Does an issue affect all spreadsheet file formats? If not, which formats are affected?

It possibly affects only xlsx files.

Which versions of PhpSpreadsheet and PHP are affected?

PHP 8.2 phpoffice/phpspreadsheet: 1.29.0

oleibman commented 2 months ago

Thank you for the sample file. You have some defined names which refer to other spreadsheets on your hard drive. They are causing this problem. I am not sure how they are used. Are they needed? I am not sure offhand how PhpSpreadsheet tries to handle such names; it seems from your report that it doesn't do it correctly, but I'm not sure what "correctly" ought to be given that the referenced files do not occur on my system.

sarunas-ven commented 2 months ago

Thank you for the sample file. You have some defined names which refer to other spreadsheets on your hard drive. They are causing this problem. I am not sure how they are used. Are they needed? I am not sure offhand how PhpSpreadsheet tries to handle such names; it seems from your report that it doesn't do it correctly, but I'm not sure what "correctly" ought to be given that the referenced files do not occur on my system.

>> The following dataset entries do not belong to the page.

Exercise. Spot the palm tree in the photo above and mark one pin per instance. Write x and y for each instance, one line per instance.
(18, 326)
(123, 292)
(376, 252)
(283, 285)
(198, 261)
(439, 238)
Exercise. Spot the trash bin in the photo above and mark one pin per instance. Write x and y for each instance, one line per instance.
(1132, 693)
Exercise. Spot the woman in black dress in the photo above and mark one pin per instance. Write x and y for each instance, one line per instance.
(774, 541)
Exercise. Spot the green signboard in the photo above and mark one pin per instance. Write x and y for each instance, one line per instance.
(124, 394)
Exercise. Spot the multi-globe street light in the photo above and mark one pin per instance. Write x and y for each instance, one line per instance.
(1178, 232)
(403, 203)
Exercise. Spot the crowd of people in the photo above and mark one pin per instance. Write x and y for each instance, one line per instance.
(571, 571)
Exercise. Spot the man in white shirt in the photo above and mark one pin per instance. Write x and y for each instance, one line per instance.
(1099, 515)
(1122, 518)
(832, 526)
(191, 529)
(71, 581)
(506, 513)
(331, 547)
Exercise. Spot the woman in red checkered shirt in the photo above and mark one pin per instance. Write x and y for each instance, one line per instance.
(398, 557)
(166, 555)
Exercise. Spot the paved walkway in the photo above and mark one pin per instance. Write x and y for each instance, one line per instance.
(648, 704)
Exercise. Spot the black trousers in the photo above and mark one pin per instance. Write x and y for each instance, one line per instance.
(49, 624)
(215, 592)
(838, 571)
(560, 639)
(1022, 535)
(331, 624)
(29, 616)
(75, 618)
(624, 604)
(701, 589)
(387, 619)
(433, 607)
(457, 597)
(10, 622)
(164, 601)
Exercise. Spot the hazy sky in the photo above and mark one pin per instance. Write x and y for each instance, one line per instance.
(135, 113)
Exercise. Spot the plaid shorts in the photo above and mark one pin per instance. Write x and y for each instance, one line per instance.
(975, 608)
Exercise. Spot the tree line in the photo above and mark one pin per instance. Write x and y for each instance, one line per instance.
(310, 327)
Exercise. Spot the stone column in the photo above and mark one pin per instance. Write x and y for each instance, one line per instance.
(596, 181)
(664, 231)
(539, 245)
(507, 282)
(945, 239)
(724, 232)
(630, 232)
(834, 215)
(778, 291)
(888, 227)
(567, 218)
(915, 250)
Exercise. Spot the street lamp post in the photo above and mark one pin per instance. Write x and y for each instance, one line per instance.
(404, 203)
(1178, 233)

Thank you @oleibman for looking into the issue. I have updated the details. The original template file comes from government institution. So I do not know all the details about it. But it is designed to be downloaded from official website then filled manually and sent by email to that institution. We try to automate that template filling process.

agaluf commented 2 weeks ago

I've had to deal with this issue again and decided to look deeper into a possible cause. In our case the original template file comes from a major corporation and shouldn't be tampered with, only filled out. Since the templates seem to be prepared by inexperienced employees, they are... less than optimal.

When the template is loaded into PHPSpreadsheet in Version 1.29 or above, then immediately saved, it will error-out in Excel, but work fine in LibreOffice. As sticking with an old Version of PHPSpreadsheet is not an option, I took the template apart and tried reducing it to the bare minimum to try and figure out what causes this. The attached file is the result.

template.xlsx

The file has two tabs - one is hidden and contains only a selection list for our options, the other contains a form and a couple of autofilled fields. Three of those fields contain a #DIV/0 error. In the top right, we have the corporate logo. Nothing special so far.

Here's the code used to load the file and save it:

$reader = new \PhpOffice\PhpSpreadsheet\Reader\Xlsx();
$spreadsheet = $reader->load(__DIR__ . '/template.xlsx');

$writer = new \PhpOffice\PhpSpreadsheet\Writer\Xlsx($spreadsheet);
$writer->save(__DIR__ . '/broken-file.xlsx');

If you load the broken-file.xlsx in Excel, you will get an XML Error in Row 2, Column 0.

Now, if you either delete the Logo in the top right or fix the DIV/0 errors, the file will no longer error out. I can understand DIV/0 errors, but Logo? Do note that in our case, we actually shouldn't be doing either, as the file should not be tampered with.

Something in Release 1.29 must have made PHPSpreadsheet substantially more brittle with suboptimal templates.